Today, I want to talk to you about change, because right now, change is staring me in the face in a way it never has before.

The big changes in my life have come about so suddenly that I never even had the time to anticipate or prepare myself for them. A plane crashing, a car driven at speed, resulting in the death of my husband and son. Each of these required activating resources I never knew I had, and overcoming all manner of difficulties, mostly material in the case of my husband, and mostly spiritual in the case of my son.

Now, as I see it, the change involves just me, and I have time before me to anticipate, and prepare myself, as best I can, to an unwanted possibility. What else is there in life but its material and spiritual aspects? So this time, I am facing both of them together and am supported by the fact that I have been able to overcome each of them in turn, and come out of it a more expanded, more conscious and hopefully, a better human being. Why should this challenge have a different outcome?

So let me speak – and I am thinking out loud now – of how I can approach my diagnosis so that it becomes not a possible disaster, but an opportunity to fully show up as the Spirit that somewhere deep down, I know I am. Even if it’s hidden right now, like the sun gets hidden by a cloud. What else do I know, for sure?

I know that life is all about change and transformation; in fact one of the definitions of “life” is that it has the ability to change.

I know that changing from a baby to a competent adult, even if some stages have been difficult, has been a wonderful expansion of every facet of my being, and I wouldn’t have wanted to stay a baby, stay the same.

I know that my Source loves me enough to have committed to stay with me and give me all of itself all the time – so would not want me to experience anything that was not for my ultimate good.

I know that all my past challenges, big or small, have always resulted in a growth, an expansion, a change of direction, in something more becoming apparent – even if the actual outcome of the event did not change. My perspective of it changed, and the result was good.

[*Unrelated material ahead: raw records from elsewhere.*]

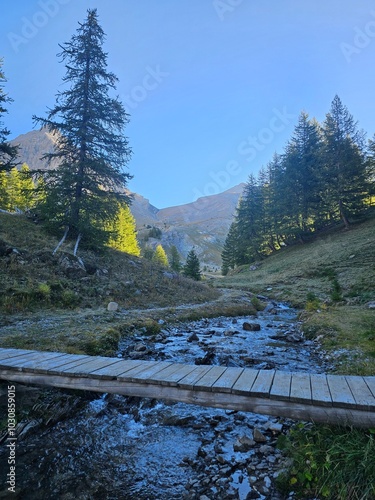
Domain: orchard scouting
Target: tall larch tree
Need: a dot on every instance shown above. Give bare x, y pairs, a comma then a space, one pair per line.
160, 257
8, 153
175, 260
230, 250
82, 194
191, 268
302, 168
124, 232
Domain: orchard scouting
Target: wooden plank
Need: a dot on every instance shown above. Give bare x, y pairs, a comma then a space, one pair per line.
144, 372
227, 380
267, 406
64, 367
245, 381
263, 382
174, 378
94, 364
340, 392
113, 371
320, 393
48, 364
205, 383
36, 361
193, 377
370, 381
300, 389
281, 386
362, 394
33, 356
161, 377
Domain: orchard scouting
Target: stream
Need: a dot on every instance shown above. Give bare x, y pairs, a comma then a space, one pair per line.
131, 448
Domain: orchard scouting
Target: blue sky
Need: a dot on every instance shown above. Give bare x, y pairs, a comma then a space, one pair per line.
213, 87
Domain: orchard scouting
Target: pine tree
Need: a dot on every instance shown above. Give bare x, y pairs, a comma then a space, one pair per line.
175, 261
8, 153
191, 268
230, 250
82, 194
249, 222
345, 167
125, 234
4, 194
302, 170
160, 257
20, 189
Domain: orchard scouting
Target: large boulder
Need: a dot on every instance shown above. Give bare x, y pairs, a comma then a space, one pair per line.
251, 327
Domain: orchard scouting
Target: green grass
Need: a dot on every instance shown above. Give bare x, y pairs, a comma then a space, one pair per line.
331, 279
329, 463
34, 279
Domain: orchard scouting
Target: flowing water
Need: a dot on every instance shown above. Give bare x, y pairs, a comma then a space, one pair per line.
132, 448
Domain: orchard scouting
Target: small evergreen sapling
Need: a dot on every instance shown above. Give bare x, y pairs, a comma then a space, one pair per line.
191, 268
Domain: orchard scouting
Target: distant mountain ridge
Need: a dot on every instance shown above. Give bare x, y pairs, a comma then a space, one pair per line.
202, 224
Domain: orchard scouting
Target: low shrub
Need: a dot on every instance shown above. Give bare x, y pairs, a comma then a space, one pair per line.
333, 463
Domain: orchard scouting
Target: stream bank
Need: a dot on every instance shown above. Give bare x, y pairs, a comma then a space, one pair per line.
118, 447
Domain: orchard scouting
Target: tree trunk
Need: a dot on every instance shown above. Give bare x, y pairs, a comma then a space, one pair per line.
61, 241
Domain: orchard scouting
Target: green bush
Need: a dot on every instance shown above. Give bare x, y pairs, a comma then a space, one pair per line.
333, 463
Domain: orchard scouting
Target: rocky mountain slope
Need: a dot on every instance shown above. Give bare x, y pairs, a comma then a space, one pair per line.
202, 224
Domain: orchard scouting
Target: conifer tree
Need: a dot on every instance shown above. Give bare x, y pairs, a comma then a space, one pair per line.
160, 257
191, 268
345, 168
8, 153
82, 194
125, 234
4, 195
175, 262
229, 254
301, 180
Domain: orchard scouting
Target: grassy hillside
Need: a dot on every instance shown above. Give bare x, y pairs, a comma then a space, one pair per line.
51, 303
332, 280
32, 278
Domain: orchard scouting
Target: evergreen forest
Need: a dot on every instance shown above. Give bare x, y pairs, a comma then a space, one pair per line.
324, 178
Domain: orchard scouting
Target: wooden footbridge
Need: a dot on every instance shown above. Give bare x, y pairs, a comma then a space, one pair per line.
335, 399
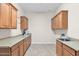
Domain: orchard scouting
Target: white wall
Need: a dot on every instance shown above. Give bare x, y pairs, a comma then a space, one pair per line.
19, 13
12, 32
40, 27
73, 18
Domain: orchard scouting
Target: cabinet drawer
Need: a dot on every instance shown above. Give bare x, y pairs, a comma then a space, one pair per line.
70, 50
66, 53
58, 42
14, 47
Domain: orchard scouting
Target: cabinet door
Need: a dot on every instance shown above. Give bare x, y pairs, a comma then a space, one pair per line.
5, 20
14, 17
15, 52
21, 50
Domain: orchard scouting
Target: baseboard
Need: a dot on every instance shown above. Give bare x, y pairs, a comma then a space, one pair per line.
43, 43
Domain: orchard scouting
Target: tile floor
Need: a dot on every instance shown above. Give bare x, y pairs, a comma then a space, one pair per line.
41, 50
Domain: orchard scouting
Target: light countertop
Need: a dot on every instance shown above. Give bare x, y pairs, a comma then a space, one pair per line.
8, 42
74, 43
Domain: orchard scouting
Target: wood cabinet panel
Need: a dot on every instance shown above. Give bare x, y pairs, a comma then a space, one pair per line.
14, 47
70, 50
19, 49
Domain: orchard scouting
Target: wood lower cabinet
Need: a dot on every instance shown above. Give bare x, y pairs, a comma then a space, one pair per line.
15, 52
65, 50
18, 49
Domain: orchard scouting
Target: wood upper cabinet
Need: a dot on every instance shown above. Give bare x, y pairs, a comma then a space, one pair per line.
60, 21
24, 22
7, 16
13, 17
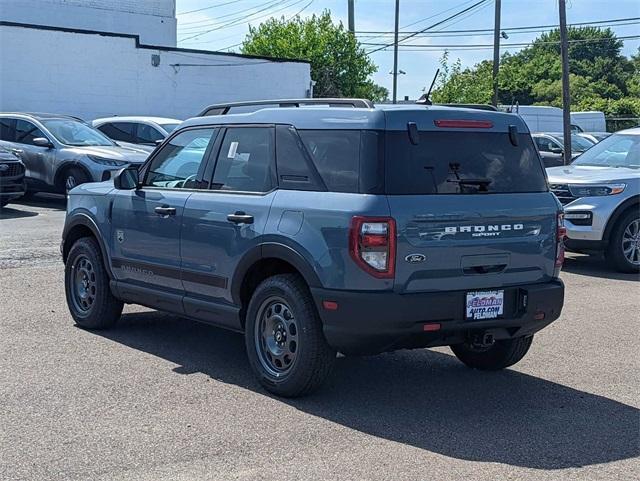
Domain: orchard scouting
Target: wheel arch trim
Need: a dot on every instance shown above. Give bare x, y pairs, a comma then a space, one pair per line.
273, 250
617, 213
84, 220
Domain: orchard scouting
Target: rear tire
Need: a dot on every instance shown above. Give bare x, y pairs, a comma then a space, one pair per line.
89, 297
284, 339
623, 251
500, 355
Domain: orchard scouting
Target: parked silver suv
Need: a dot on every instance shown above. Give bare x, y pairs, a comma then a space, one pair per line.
601, 194
60, 152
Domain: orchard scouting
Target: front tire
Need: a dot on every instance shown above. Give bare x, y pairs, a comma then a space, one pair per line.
500, 355
623, 251
89, 297
284, 339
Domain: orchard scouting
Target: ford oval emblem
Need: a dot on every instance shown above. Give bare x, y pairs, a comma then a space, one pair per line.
415, 258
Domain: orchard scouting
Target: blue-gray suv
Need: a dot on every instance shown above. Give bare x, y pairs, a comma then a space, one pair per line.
335, 227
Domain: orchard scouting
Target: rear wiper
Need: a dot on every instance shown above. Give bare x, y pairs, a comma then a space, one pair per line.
479, 181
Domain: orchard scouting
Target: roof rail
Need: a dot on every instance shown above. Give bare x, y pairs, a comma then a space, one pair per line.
223, 109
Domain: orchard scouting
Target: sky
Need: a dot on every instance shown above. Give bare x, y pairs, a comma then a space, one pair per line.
222, 24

I know that my concerns about this change stems from a lack of trust that Life is for me always, never against me – or we wouldn’t be alive.

Instead of resisting change – and when, in the whole of my life, has resisting change brought things back to where they were? All that I gained by that attitude is a life of misery, fruitless regrets and grief. Isn’t it time to try a new mindset that says: “In the past things have always worked out. They will also work out this time. By holding fast to the things I absolutely know, that so far every change has brought me more and better; that a loving God is always supporting me and telling me that I can surmount this because I with God is a majority, and nothing can stand against me as God.”

So since the ultimate outcome must be for me, for my highest evolution, let me live my next month, until I really, fully know what the physical outcome will be, not in fear of the possible negative outcomes, but in the attitude of being grateful that this is teaching me to live in the awareness of having Spirit within me; remembering it is Omnipotent, Omniscient and Omnipresent, and therefore I of myself don’t need to know, or do anything. I will know it is the Spirit doing everything through and as me – and Spirit can do no wrong.

So whatever the outcome, it will be good -and that’s all I need to know.